Jean Denton-Thompson arrest
Freedom Riders: Experiences and Reflections on Then and Now, a conversation with Jean Denton-Thompson, one of the Freedom Riders arrested in Jackson, Mississippi, on May 24, 1961. In this conversation, Jean will share her personal experiences as a Freedom Rider on the Trailways bus from Montgomery, Alabama to Jackson, Mississippi. She’ll offer reflections on the parallels between their efforts then and the current movement for racial justice and equality.
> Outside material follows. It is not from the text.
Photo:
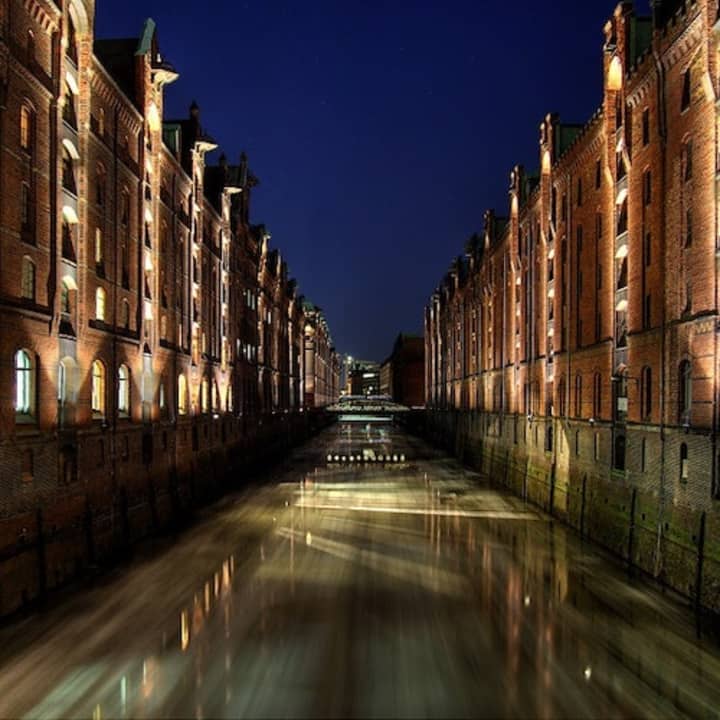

These self-proclaimed “Freedom Riders” challenged the mores of a racially segregated society by performing a disarmingly simple act. Traveling together in small interracial groups, they sat where they pleased on buses and trains and demanded unrestricted access to terminal restaurants and waiting rooms, even in areas of the Deep South where such behavior was forbidden by law and custom….


Attracting a diverse assortment of volunteers—black and white, young and old, male and female, religious and secular, Northern and Southern—the Freedom Rider movement transcended the traditional legalistic approach to civil rights, taking the struggle out of the courtroom and into the streets and jails of the Jim Crow South….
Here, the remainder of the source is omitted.